Professor Michael Jordan of MIT's Department of Brain and 
Cognitive Science spoke on "Adaptive Networks for Motor 
Control and Robotics."  There has been much progress in this 
field over the last five years, but neural nets do not 
represent a revolutionary breakthrough.  The "Inverse 
Problem" in control theory is classical:  find the control 
sequence which will drive the system from the current state 
to the goal state.  It is well known from Cybernetics that 
the controller must compute (directly or recursively) an 
inverse model of the forward system.  This is equivalent to 
the problem of diagnosing cause from effect.  The classical 
solution is to build a  model of the forward system and let 
the controller learn the inverse through unsupervised 
learning (playing with the model).  The learning proceeds 
incrementally, corresponding to backpropagation or gradient 
descent based on the transposed Jacobian (first derivative).  
This is essentially how humans learn to fly and drive using 
simulators.

Danny Hillis, Founding Scientist of Thinking Machines 
Corporation, captured the audience with a spellbinding talk 
on "Intelligence as an Emergent Phenomenon."  Danny began 
with a survey of computational problems well-suited to 
massively parallel architectures--matrix algebra and parallel 
search.  He uses the biological metaphor of evolution as his 
model for massively parallel computation and search.  Since 
the evolution of intelligence is not studied as much as the 
engineering approach (divide and conquer) or the biological 
approach (reverse engineer nature's best ideas), Danny chose 
to apply his connection machine to the exploration of 
evolutionary processes.  He invented a mathematical organism 
(called a "ramp") which seeks to evolve and perfect itself.  
A population cloud of these ramps inhabits his connection 
machine, mutating, evolving, and competing for survival of 
the fittest.  Danny's color videos show the evolution of the 
species under different circumstances.  He found that the 
steady state did not generally lead to a 100 percent 
population of perfect ramps.  Rather 2 or more immiscible 
populations of suboptimal ramps formed pockets with seething 
boundaries.  He then introduced a species of parasites which 
attacked ramps at their weakest points, so that stable 
populations would eventually succumb to a destructive 
epidemic.  The parasites did not clear the way for the 
emergence of perfect and immune ramps.  Rather, the 
populations cycled through a roiling rise and fall of 
suboptimal ramps, still sequestered into camps of Gog and 
Magog.  The eerie resemblance to modern geopolitics and 
classical mythology was palpable and profound.

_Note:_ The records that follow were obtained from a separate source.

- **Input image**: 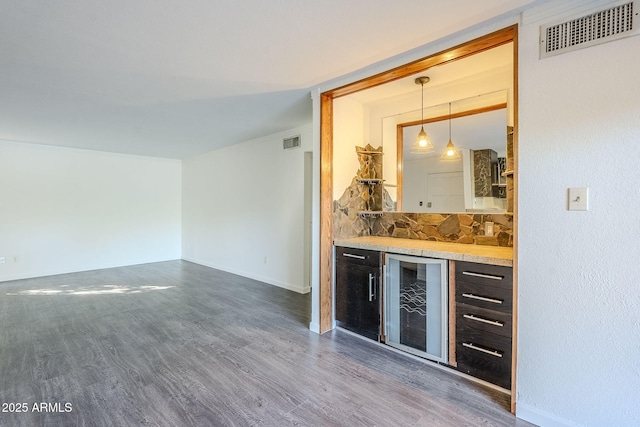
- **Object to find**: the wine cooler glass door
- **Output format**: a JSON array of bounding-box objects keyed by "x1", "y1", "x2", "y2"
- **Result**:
[{"x1": 385, "y1": 254, "x2": 448, "y2": 363}]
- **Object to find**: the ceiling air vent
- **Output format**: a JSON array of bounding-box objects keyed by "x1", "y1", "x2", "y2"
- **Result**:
[
  {"x1": 540, "y1": 2, "x2": 640, "y2": 58},
  {"x1": 282, "y1": 135, "x2": 300, "y2": 150}
]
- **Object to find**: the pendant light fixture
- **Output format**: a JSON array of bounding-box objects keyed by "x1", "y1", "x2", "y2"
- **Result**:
[
  {"x1": 440, "y1": 103, "x2": 461, "y2": 161},
  {"x1": 410, "y1": 76, "x2": 435, "y2": 154}
]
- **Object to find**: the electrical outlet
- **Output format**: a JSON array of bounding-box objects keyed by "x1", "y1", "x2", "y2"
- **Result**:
[{"x1": 569, "y1": 187, "x2": 589, "y2": 211}]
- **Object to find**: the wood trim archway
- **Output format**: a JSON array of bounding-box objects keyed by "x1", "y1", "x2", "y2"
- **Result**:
[{"x1": 319, "y1": 24, "x2": 518, "y2": 412}]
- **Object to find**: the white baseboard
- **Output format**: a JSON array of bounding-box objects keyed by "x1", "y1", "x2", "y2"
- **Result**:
[
  {"x1": 309, "y1": 322, "x2": 320, "y2": 334},
  {"x1": 516, "y1": 402, "x2": 579, "y2": 427},
  {"x1": 0, "y1": 258, "x2": 180, "y2": 283},
  {"x1": 182, "y1": 257, "x2": 311, "y2": 294}
]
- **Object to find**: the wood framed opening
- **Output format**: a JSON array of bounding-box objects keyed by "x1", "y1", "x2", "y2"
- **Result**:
[{"x1": 319, "y1": 24, "x2": 518, "y2": 412}]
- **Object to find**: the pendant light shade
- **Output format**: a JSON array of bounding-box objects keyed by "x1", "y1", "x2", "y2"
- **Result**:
[
  {"x1": 440, "y1": 103, "x2": 461, "y2": 161},
  {"x1": 410, "y1": 76, "x2": 435, "y2": 154}
]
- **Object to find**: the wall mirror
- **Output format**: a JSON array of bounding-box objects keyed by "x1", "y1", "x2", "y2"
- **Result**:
[
  {"x1": 382, "y1": 90, "x2": 508, "y2": 213},
  {"x1": 340, "y1": 42, "x2": 514, "y2": 213}
]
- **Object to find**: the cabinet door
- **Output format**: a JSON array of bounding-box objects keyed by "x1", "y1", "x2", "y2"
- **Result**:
[{"x1": 336, "y1": 259, "x2": 380, "y2": 340}]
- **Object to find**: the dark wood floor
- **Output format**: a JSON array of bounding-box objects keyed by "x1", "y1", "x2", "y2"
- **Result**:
[{"x1": 0, "y1": 261, "x2": 528, "y2": 426}]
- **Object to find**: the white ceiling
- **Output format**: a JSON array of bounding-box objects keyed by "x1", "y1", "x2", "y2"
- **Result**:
[{"x1": 0, "y1": 0, "x2": 544, "y2": 159}]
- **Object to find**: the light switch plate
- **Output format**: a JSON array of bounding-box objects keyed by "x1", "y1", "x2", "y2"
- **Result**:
[{"x1": 569, "y1": 187, "x2": 589, "y2": 211}]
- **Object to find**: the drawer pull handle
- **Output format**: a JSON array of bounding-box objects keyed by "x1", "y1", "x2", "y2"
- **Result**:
[
  {"x1": 462, "y1": 271, "x2": 504, "y2": 280},
  {"x1": 342, "y1": 253, "x2": 366, "y2": 259},
  {"x1": 462, "y1": 294, "x2": 502, "y2": 304},
  {"x1": 462, "y1": 314, "x2": 504, "y2": 327},
  {"x1": 369, "y1": 273, "x2": 376, "y2": 302},
  {"x1": 462, "y1": 342, "x2": 502, "y2": 357}
]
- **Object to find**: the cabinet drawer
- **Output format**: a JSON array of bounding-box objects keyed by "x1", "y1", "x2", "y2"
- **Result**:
[
  {"x1": 336, "y1": 246, "x2": 380, "y2": 267},
  {"x1": 456, "y1": 303, "x2": 512, "y2": 338},
  {"x1": 456, "y1": 280, "x2": 513, "y2": 313},
  {"x1": 456, "y1": 331, "x2": 511, "y2": 389},
  {"x1": 456, "y1": 261, "x2": 513, "y2": 289}
]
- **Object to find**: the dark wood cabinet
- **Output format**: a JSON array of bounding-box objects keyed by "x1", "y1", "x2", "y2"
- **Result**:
[
  {"x1": 455, "y1": 261, "x2": 513, "y2": 389},
  {"x1": 335, "y1": 247, "x2": 381, "y2": 340}
]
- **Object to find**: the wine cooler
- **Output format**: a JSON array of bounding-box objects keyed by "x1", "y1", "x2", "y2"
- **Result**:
[{"x1": 384, "y1": 254, "x2": 448, "y2": 363}]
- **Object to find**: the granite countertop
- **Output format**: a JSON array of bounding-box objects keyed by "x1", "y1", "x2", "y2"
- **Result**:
[{"x1": 334, "y1": 236, "x2": 513, "y2": 267}]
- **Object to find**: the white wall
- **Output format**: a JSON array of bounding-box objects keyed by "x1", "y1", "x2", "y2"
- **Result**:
[
  {"x1": 517, "y1": 2, "x2": 640, "y2": 427},
  {"x1": 333, "y1": 96, "x2": 364, "y2": 200},
  {"x1": 182, "y1": 126, "x2": 312, "y2": 293},
  {"x1": 0, "y1": 142, "x2": 181, "y2": 281}
]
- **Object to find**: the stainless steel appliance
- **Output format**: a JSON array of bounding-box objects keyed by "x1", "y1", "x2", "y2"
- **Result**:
[{"x1": 384, "y1": 253, "x2": 448, "y2": 363}]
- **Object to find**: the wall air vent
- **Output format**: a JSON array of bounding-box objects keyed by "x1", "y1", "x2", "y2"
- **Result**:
[
  {"x1": 282, "y1": 135, "x2": 300, "y2": 150},
  {"x1": 540, "y1": 2, "x2": 640, "y2": 59}
]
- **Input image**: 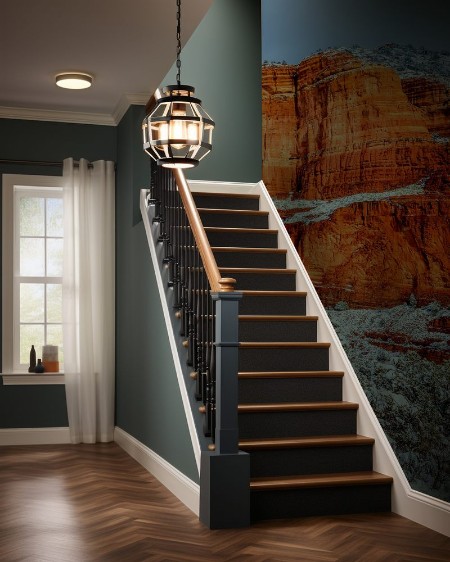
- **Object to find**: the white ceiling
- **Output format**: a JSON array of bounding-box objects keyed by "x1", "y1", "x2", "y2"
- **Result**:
[{"x1": 0, "y1": 0, "x2": 212, "y2": 125}]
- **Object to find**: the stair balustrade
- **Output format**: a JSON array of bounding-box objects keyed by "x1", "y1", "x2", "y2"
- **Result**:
[{"x1": 147, "y1": 165, "x2": 242, "y2": 454}]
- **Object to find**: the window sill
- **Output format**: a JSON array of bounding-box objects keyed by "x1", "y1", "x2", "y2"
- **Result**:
[{"x1": 0, "y1": 373, "x2": 65, "y2": 386}]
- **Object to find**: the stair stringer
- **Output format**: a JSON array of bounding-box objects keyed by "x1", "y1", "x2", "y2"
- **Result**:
[
  {"x1": 140, "y1": 189, "x2": 207, "y2": 474},
  {"x1": 188, "y1": 180, "x2": 450, "y2": 536}
]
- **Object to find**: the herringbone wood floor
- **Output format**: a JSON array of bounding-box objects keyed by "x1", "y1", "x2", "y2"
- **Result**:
[{"x1": 0, "y1": 444, "x2": 450, "y2": 562}]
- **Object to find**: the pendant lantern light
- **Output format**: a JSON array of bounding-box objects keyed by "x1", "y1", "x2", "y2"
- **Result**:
[{"x1": 142, "y1": 0, "x2": 214, "y2": 168}]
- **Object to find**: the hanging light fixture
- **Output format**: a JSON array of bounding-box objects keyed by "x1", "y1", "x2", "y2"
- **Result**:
[{"x1": 142, "y1": 0, "x2": 214, "y2": 168}]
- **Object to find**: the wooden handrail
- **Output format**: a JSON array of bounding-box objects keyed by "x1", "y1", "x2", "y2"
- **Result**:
[{"x1": 173, "y1": 168, "x2": 236, "y2": 293}]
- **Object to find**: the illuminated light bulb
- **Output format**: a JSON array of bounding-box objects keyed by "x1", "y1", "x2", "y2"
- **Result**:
[{"x1": 188, "y1": 123, "x2": 198, "y2": 143}]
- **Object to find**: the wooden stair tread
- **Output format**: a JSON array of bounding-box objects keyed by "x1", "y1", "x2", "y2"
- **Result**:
[
  {"x1": 239, "y1": 314, "x2": 319, "y2": 322},
  {"x1": 219, "y1": 267, "x2": 297, "y2": 275},
  {"x1": 197, "y1": 207, "x2": 269, "y2": 217},
  {"x1": 238, "y1": 401, "x2": 359, "y2": 414},
  {"x1": 238, "y1": 371, "x2": 344, "y2": 379},
  {"x1": 250, "y1": 471, "x2": 393, "y2": 491},
  {"x1": 204, "y1": 226, "x2": 278, "y2": 234},
  {"x1": 211, "y1": 246, "x2": 287, "y2": 254},
  {"x1": 191, "y1": 191, "x2": 259, "y2": 199},
  {"x1": 239, "y1": 435, "x2": 375, "y2": 451},
  {"x1": 239, "y1": 289, "x2": 307, "y2": 298},
  {"x1": 239, "y1": 341, "x2": 331, "y2": 349}
]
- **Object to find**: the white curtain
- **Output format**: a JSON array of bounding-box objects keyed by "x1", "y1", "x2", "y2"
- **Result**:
[{"x1": 63, "y1": 158, "x2": 115, "y2": 443}]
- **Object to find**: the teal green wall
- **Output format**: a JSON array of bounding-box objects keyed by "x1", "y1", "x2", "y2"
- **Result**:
[
  {"x1": 116, "y1": 106, "x2": 198, "y2": 480},
  {"x1": 0, "y1": 119, "x2": 117, "y2": 428},
  {"x1": 116, "y1": 0, "x2": 261, "y2": 476},
  {"x1": 161, "y1": 0, "x2": 262, "y2": 182},
  {"x1": 0, "y1": 0, "x2": 261, "y2": 481}
]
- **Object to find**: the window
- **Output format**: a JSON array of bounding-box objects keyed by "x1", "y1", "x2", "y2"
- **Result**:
[{"x1": 2, "y1": 175, "x2": 63, "y2": 373}]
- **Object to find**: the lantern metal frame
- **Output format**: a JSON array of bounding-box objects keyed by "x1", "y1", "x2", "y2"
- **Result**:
[{"x1": 142, "y1": 0, "x2": 215, "y2": 168}]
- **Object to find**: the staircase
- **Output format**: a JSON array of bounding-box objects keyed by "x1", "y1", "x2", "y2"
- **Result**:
[{"x1": 193, "y1": 191, "x2": 392, "y2": 521}]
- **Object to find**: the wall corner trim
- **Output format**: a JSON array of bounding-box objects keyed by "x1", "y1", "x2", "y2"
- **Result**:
[
  {"x1": 114, "y1": 427, "x2": 200, "y2": 516},
  {"x1": 0, "y1": 427, "x2": 71, "y2": 447}
]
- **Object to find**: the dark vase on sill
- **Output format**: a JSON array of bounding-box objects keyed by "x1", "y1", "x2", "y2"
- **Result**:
[
  {"x1": 34, "y1": 359, "x2": 44, "y2": 373},
  {"x1": 28, "y1": 345, "x2": 36, "y2": 373}
]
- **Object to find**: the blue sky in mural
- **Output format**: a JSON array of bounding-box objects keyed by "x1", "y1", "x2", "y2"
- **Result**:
[{"x1": 262, "y1": 0, "x2": 450, "y2": 64}]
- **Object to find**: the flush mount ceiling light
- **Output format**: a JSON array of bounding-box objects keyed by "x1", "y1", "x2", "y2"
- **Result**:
[
  {"x1": 55, "y1": 72, "x2": 92, "y2": 90},
  {"x1": 142, "y1": 0, "x2": 214, "y2": 168}
]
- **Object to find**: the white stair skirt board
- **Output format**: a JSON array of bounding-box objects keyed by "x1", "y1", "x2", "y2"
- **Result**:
[
  {"x1": 114, "y1": 427, "x2": 200, "y2": 517},
  {"x1": 0, "y1": 427, "x2": 71, "y2": 447},
  {"x1": 188, "y1": 180, "x2": 450, "y2": 536}
]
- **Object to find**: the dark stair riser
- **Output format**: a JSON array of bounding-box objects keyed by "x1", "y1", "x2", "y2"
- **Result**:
[
  {"x1": 239, "y1": 347, "x2": 328, "y2": 372},
  {"x1": 239, "y1": 320, "x2": 317, "y2": 342},
  {"x1": 242, "y1": 444, "x2": 372, "y2": 478},
  {"x1": 199, "y1": 209, "x2": 269, "y2": 228},
  {"x1": 239, "y1": 376, "x2": 342, "y2": 404},
  {"x1": 239, "y1": 410, "x2": 356, "y2": 439},
  {"x1": 214, "y1": 251, "x2": 286, "y2": 269},
  {"x1": 193, "y1": 193, "x2": 259, "y2": 211},
  {"x1": 225, "y1": 269, "x2": 296, "y2": 291},
  {"x1": 239, "y1": 295, "x2": 306, "y2": 316},
  {"x1": 251, "y1": 484, "x2": 391, "y2": 521},
  {"x1": 206, "y1": 227, "x2": 278, "y2": 248}
]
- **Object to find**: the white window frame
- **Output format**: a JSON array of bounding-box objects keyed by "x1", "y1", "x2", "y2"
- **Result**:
[{"x1": 2, "y1": 174, "x2": 64, "y2": 384}]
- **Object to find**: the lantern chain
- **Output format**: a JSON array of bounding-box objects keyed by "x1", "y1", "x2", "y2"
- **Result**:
[{"x1": 177, "y1": 0, "x2": 181, "y2": 86}]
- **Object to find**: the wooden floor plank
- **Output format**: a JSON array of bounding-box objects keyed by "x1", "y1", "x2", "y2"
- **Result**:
[{"x1": 0, "y1": 444, "x2": 450, "y2": 562}]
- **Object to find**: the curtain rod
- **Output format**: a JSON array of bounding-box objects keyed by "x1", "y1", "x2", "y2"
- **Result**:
[{"x1": 0, "y1": 158, "x2": 93, "y2": 168}]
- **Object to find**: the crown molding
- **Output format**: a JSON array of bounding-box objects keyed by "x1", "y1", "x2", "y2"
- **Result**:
[
  {"x1": 0, "y1": 107, "x2": 116, "y2": 126},
  {"x1": 0, "y1": 94, "x2": 149, "y2": 127}
]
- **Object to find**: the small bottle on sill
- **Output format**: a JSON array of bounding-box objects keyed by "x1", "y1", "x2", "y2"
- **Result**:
[
  {"x1": 34, "y1": 359, "x2": 45, "y2": 373},
  {"x1": 28, "y1": 345, "x2": 36, "y2": 373}
]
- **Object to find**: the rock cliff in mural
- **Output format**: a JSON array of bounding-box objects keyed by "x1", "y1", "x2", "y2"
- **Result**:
[
  {"x1": 262, "y1": 45, "x2": 450, "y2": 501},
  {"x1": 262, "y1": 45, "x2": 450, "y2": 308}
]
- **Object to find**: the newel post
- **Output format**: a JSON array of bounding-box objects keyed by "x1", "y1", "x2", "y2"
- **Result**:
[{"x1": 200, "y1": 291, "x2": 250, "y2": 529}]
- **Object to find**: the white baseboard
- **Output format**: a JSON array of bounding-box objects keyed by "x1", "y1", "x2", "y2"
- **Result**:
[
  {"x1": 0, "y1": 427, "x2": 71, "y2": 447},
  {"x1": 114, "y1": 427, "x2": 200, "y2": 516}
]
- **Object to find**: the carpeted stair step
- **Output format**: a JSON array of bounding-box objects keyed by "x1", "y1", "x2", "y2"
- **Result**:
[
  {"x1": 239, "y1": 314, "x2": 317, "y2": 342},
  {"x1": 211, "y1": 247, "x2": 286, "y2": 269},
  {"x1": 250, "y1": 471, "x2": 392, "y2": 521},
  {"x1": 238, "y1": 371, "x2": 344, "y2": 404},
  {"x1": 238, "y1": 401, "x2": 358, "y2": 439},
  {"x1": 219, "y1": 267, "x2": 296, "y2": 291},
  {"x1": 239, "y1": 435, "x2": 375, "y2": 478},
  {"x1": 238, "y1": 342, "x2": 330, "y2": 372},
  {"x1": 239, "y1": 291, "x2": 306, "y2": 316},
  {"x1": 198, "y1": 208, "x2": 269, "y2": 228},
  {"x1": 192, "y1": 191, "x2": 259, "y2": 211},
  {"x1": 205, "y1": 226, "x2": 278, "y2": 248}
]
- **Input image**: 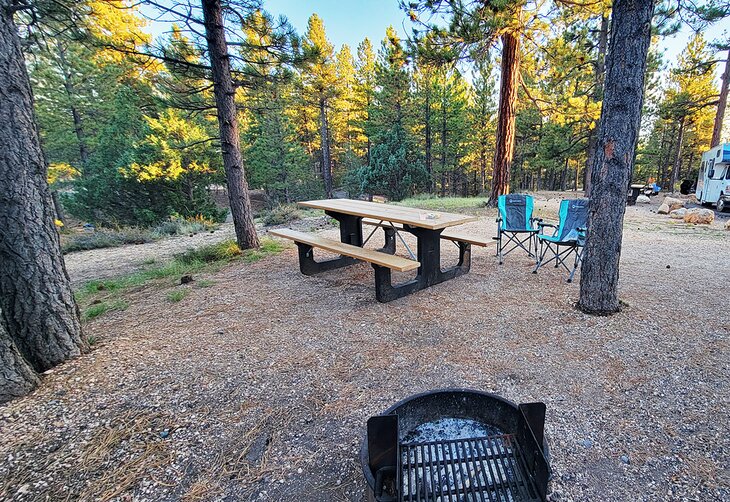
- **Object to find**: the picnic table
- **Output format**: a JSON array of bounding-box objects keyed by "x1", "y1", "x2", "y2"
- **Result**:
[{"x1": 269, "y1": 199, "x2": 490, "y2": 302}]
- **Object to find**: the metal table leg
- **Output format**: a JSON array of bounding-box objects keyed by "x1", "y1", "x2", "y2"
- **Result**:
[
  {"x1": 373, "y1": 225, "x2": 471, "y2": 302},
  {"x1": 297, "y1": 211, "x2": 363, "y2": 275}
]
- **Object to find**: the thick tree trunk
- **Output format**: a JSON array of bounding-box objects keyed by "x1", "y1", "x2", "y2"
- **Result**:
[
  {"x1": 202, "y1": 0, "x2": 259, "y2": 249},
  {"x1": 710, "y1": 50, "x2": 730, "y2": 148},
  {"x1": 0, "y1": 0, "x2": 86, "y2": 371},
  {"x1": 578, "y1": 0, "x2": 654, "y2": 315},
  {"x1": 489, "y1": 32, "x2": 520, "y2": 206},
  {"x1": 669, "y1": 117, "x2": 687, "y2": 192},
  {"x1": 319, "y1": 97, "x2": 332, "y2": 199},
  {"x1": 0, "y1": 315, "x2": 38, "y2": 403},
  {"x1": 576, "y1": 14, "x2": 608, "y2": 197}
]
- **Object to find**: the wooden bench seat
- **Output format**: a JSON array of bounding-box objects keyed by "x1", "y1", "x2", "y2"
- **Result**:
[
  {"x1": 362, "y1": 218, "x2": 495, "y2": 247},
  {"x1": 269, "y1": 228, "x2": 420, "y2": 272}
]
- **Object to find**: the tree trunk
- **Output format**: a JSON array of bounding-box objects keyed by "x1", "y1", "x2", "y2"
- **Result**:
[
  {"x1": 669, "y1": 117, "x2": 687, "y2": 192},
  {"x1": 202, "y1": 0, "x2": 259, "y2": 249},
  {"x1": 424, "y1": 73, "x2": 435, "y2": 193},
  {"x1": 710, "y1": 50, "x2": 730, "y2": 148},
  {"x1": 489, "y1": 32, "x2": 520, "y2": 206},
  {"x1": 0, "y1": 0, "x2": 86, "y2": 371},
  {"x1": 0, "y1": 315, "x2": 38, "y2": 403},
  {"x1": 576, "y1": 14, "x2": 608, "y2": 197},
  {"x1": 319, "y1": 97, "x2": 332, "y2": 199},
  {"x1": 578, "y1": 0, "x2": 654, "y2": 315},
  {"x1": 56, "y1": 42, "x2": 89, "y2": 166}
]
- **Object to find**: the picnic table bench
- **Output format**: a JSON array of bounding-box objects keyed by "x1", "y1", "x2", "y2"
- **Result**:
[{"x1": 269, "y1": 199, "x2": 487, "y2": 302}]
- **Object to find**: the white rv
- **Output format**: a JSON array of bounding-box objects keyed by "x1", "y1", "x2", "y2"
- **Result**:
[{"x1": 695, "y1": 143, "x2": 730, "y2": 211}]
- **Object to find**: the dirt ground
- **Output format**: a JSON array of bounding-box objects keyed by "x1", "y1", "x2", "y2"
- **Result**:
[{"x1": 0, "y1": 192, "x2": 730, "y2": 502}]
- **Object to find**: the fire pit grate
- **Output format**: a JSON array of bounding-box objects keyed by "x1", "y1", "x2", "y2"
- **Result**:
[
  {"x1": 360, "y1": 389, "x2": 550, "y2": 502},
  {"x1": 400, "y1": 434, "x2": 540, "y2": 502}
]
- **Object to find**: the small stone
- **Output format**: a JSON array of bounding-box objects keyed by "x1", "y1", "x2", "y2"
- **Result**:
[{"x1": 669, "y1": 207, "x2": 687, "y2": 220}]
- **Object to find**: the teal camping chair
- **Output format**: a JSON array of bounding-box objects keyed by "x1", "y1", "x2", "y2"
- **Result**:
[
  {"x1": 494, "y1": 193, "x2": 540, "y2": 265},
  {"x1": 532, "y1": 199, "x2": 588, "y2": 282}
]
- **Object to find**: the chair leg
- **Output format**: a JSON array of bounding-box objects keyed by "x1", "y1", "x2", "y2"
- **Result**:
[
  {"x1": 568, "y1": 248, "x2": 583, "y2": 283},
  {"x1": 532, "y1": 241, "x2": 547, "y2": 274},
  {"x1": 497, "y1": 230, "x2": 504, "y2": 265}
]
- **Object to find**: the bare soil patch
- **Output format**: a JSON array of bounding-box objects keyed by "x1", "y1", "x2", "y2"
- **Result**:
[{"x1": 0, "y1": 194, "x2": 730, "y2": 502}]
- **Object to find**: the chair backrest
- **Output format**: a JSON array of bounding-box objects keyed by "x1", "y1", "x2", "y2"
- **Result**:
[
  {"x1": 497, "y1": 193, "x2": 535, "y2": 230},
  {"x1": 557, "y1": 199, "x2": 588, "y2": 242}
]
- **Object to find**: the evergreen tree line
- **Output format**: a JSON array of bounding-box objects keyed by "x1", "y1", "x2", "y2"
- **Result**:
[{"x1": 28, "y1": 2, "x2": 721, "y2": 224}]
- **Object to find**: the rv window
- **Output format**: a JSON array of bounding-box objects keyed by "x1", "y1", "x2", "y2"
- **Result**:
[{"x1": 707, "y1": 166, "x2": 725, "y2": 180}]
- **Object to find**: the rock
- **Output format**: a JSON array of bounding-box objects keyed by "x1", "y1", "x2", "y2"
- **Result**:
[
  {"x1": 662, "y1": 197, "x2": 686, "y2": 211},
  {"x1": 669, "y1": 207, "x2": 687, "y2": 220},
  {"x1": 684, "y1": 207, "x2": 715, "y2": 225}
]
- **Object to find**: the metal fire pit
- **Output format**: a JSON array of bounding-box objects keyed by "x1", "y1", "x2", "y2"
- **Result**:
[{"x1": 360, "y1": 389, "x2": 550, "y2": 502}]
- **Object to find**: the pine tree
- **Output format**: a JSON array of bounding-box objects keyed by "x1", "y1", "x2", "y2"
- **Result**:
[
  {"x1": 302, "y1": 14, "x2": 337, "y2": 198},
  {"x1": 361, "y1": 27, "x2": 426, "y2": 200}
]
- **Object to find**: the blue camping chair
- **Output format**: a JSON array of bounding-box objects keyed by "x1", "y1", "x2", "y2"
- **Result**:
[
  {"x1": 532, "y1": 199, "x2": 588, "y2": 282},
  {"x1": 494, "y1": 193, "x2": 540, "y2": 265}
]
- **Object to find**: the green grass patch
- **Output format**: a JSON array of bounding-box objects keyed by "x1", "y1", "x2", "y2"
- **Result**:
[
  {"x1": 75, "y1": 238, "x2": 285, "y2": 320},
  {"x1": 84, "y1": 299, "x2": 129, "y2": 321},
  {"x1": 395, "y1": 194, "x2": 487, "y2": 212},
  {"x1": 167, "y1": 289, "x2": 189, "y2": 303}
]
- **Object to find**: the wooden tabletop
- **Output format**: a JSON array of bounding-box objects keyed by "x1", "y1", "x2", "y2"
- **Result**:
[{"x1": 299, "y1": 199, "x2": 477, "y2": 230}]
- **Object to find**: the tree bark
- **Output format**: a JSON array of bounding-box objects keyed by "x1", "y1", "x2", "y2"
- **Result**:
[
  {"x1": 424, "y1": 73, "x2": 435, "y2": 193},
  {"x1": 202, "y1": 0, "x2": 259, "y2": 249},
  {"x1": 319, "y1": 97, "x2": 332, "y2": 199},
  {"x1": 578, "y1": 0, "x2": 654, "y2": 315},
  {"x1": 0, "y1": 0, "x2": 86, "y2": 371},
  {"x1": 489, "y1": 32, "x2": 520, "y2": 206},
  {"x1": 710, "y1": 50, "x2": 730, "y2": 148},
  {"x1": 0, "y1": 315, "x2": 39, "y2": 403},
  {"x1": 576, "y1": 14, "x2": 608, "y2": 197}
]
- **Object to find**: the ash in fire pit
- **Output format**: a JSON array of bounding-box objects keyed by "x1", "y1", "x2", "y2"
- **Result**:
[{"x1": 361, "y1": 389, "x2": 549, "y2": 502}]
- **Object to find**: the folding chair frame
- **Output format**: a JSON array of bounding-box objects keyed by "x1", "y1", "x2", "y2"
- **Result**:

Professor John Wyatt of the MIT Department of Electrical 
Engineering and Computer Science closed the first day's 
program with a talk on "Analog VLSI Hardware for Early 
Vision:  Parallel Distributed Computation without Learning."  
Professor Wyatt's students are building analog devices that 
can be stimulated by focusing a scene image onto the surface 
of a chip.  His devices for image processing use low 
precision (about 8 bits) analog processing based on the 
inherent bulk properties of silicon.  His goal is to produce 
chips costing $4.95.  One such chip can find the fixed point 
when the scene is zoomed.  (Say you are approaching the back 
of a slow moving truck.  As the back of the truck looms 
larger in your field of view, the fixed point in the scene 
corresponds to the point of impact if you fail to slow down.)  
Identification of the coordinates of the fixed point and the 
estimated time to impact are the output of this chip.  
Charged-coupled devices and other technologies are being 
transformed into such image processing devices as stereo 
depth estimation, image smoothing and segmentation, and 
motion vision.

The second day of the symposium focused on the Japanese, 
European, and American perspectives for the development and 
application of neural nets.

Professor Shun-ichi Amari of the Department of Mathematical 
Engineering and Information Physics at the University of 
Tokyo explored the mathematical theory of neural nets.  
Whereas conventional computers operate on symbols using 
programmed sequential logic, neural nets correspond more to 
intuitive styles of information processing--pattern 
recognition, dynamic parallel processing, and learning.  
Professor Amari explored neural network operation in terms of 
mathematical mapping theory and fixed points.  Here, the 
fixed points represent the set of weights corresponding to 
the stable state after extensive training.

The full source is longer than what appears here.